Jim Knight, Executive Director, Jubilee Housing Washington, DC

  • Not everyone looks at affordable housing the same way. How do you look at it? We work with people who are 30%-80% below the annual median income. Most people in affordable housing units are working in minimum wage jobs.
  • We need to come up with a message that will be well received by DC residents to create the will for affordable housing. Everyone needs affordable housing. A danger of providing workforce housing is valuing people based on what they earn versus the work they do. A question to consider is how many units the city needs at each income level.
  • What are the misperceptions of public housing and the people who live there? We need to be careful about over-prioritization. We need to maintain public housing as an option for people who need it.
  • What challenges do you face as a nonprofit developer? Our biggest challenge is acquisition costs. We’re able to find first and second position mortgages, and we have better balance sheets due to the amount of funds invested. To address this challenge, we created our own acquisition fund that funders can invest in with a 2% return once other funds, such as new market tax credits and grants, are brought in. This fund has been successful in helping us move faster on housing projects. We work in mixed income neighborhoods, which is not easy and takes a lot of partners to do affordable housing. Getting program funds helps, but we still need to fill the gap by raising funds from the community.
  • What would you change about the process as a nonprofit developer? The challenge of doing affordable housing in a higher income neighborhood is that it’s too expensive to buy land, which doesn’t take into account the amenities that exist there. The process creates an incentive to do affordable housing where land is the cheapest.
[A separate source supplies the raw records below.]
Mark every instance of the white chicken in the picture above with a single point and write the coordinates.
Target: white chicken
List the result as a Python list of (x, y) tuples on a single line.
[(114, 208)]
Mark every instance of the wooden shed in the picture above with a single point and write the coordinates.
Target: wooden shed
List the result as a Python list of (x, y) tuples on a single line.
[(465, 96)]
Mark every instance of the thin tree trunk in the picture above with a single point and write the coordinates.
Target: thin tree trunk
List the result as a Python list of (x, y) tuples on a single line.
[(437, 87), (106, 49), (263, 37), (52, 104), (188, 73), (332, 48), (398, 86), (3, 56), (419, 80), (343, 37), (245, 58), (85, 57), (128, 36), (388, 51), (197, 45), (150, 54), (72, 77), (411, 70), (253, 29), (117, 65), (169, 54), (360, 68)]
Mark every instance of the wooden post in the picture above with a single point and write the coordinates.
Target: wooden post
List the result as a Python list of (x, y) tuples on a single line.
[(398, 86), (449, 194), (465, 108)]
There is also a need for educational benefits alongside affordable housing. Education, health, and housing are intertwined.
  • Are there any factors that should be put out for discussion and elevated as a priority? This is a pivotal time for the city to address the need for affordable housing. We have the potential to take the next step. Let’s get to $1 billion quickly because we have the capacity to use it.
  • Why isn’t there more investment in nonprofit developers? What type of investment is needed to strengthen the capacity of nonprofit developers? We need talent that understands how to use sophisticated investment tools. My request is that philanthropists invest in the recruitment and retention of this talent.

Key Takeaways:

  • Addressing the need for affordable housing requires a much greater investment of capital than is presently available and needs to be flexibly deployed to include construction subsidies, rental assistance, housing preservation, etc. Affordable housing is needed throughout the city.
  • Affordable housing needs to be approached from a community perspective that takes into account education, healthcare, and workforce development.
  • Affordable housing needs to take into account a wider range of incomes since there is a segment of the population who don’t qualify for public assistance, but cannot afford to buy a home. There is also a need for housing programs that help people transition from emergency and public housing to home ownership.